During this period, NASSCOM brought on several other lobbyists. The group hired former Bush administration Energy Secretary Spencer Abraham as an H-1B lobbyist. Abraham helped the group attempt to influence Trump administration officials and the media. Like Engler, some of these appearances lacked disclosure of his paid role at an Indian outsourcing industry group.
Abraham, in a 2018 opinion column for the Des Moines Register, argued that the Trump administration should do more to acknowledge and promote the benefits of Indian IT companies, which he claimed would "result in more jobs for American workers." The newspaper identified Abraham only as a former cabinet secretary, not a paid lobbyist.
The undisclosed influence peddling by NASSCOM’s hired guns to promote H-1Bs were among dozens of similar incidents over the last decade from related industry groups – including direct lobbying, media campaigns, and litigation – to maintain the flow of foreign workers, often coming to this country to work at lower paid wages than Americans.
Behind the scenes, Indian outsourcing firms, Silicon Valley giants, Wall Street banks, and a variety of university-based research institutes maintain a vast political infrastructure to maintain the flow of a variety of foreign worker programs, such as the H-1B and OPT visas. NASSCOM is one of many such groups:
– The ITServe Alliance is a lobbying group for 2,600 largely South Asian IT outsourcing companies. The group mobilized on Capitol Hill in 2023 to push for the HIRE ACT legislation and to increase the "H1B visa cap," according to a press release. A deleted part of the ITServe Alliance website boasts that the group was pivotal in litigating to overturn the Trump administration’s previous wage hikes for H-1B visas, noting the group took “the bull by the horn” and fought the rule, “Rescinded the DOL Interim Final Rule, which was devasting to the H1B holders as no one can afford to pay those enhanced wages ... We successfully challenged the H–1B wage level increases by suing USCIS and DOL.” The group has hosted Hillary Clinton and other political VIPs for paid speeches at its events. See below.
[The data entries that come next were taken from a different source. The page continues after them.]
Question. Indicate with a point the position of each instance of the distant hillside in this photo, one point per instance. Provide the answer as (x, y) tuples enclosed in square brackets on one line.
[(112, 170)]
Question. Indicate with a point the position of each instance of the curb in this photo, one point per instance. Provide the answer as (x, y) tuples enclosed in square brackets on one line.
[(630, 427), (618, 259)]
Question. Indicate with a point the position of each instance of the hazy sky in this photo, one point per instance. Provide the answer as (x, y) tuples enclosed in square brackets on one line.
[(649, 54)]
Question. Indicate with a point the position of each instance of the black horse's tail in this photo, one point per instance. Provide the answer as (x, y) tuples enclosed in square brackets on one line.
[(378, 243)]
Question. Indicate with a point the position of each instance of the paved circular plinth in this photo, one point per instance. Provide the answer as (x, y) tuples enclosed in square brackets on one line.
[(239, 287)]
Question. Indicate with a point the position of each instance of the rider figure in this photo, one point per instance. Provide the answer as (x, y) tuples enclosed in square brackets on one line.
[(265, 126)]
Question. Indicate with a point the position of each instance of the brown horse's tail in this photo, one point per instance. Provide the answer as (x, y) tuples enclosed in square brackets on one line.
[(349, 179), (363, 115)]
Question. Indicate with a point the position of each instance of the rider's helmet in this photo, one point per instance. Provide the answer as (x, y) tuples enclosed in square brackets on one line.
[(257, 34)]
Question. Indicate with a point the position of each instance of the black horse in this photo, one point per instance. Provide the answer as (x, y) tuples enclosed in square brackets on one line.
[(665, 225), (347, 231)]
– TechNet is one of the largest traditional Silicon Valley lobby groups specializing in lobbying for foreign workers. Last August, the group hosted a push for more foreign visas during a side event at the Democratic National Convention featuring Kamala Harris’s brother-in-law Tony West, a general counsel of Uber, and Brad Smith, the chief executive of Microsoft. The organization hosted a similar event at the RNC with IBM’s Gary Cohn, a former Trump economic adviser.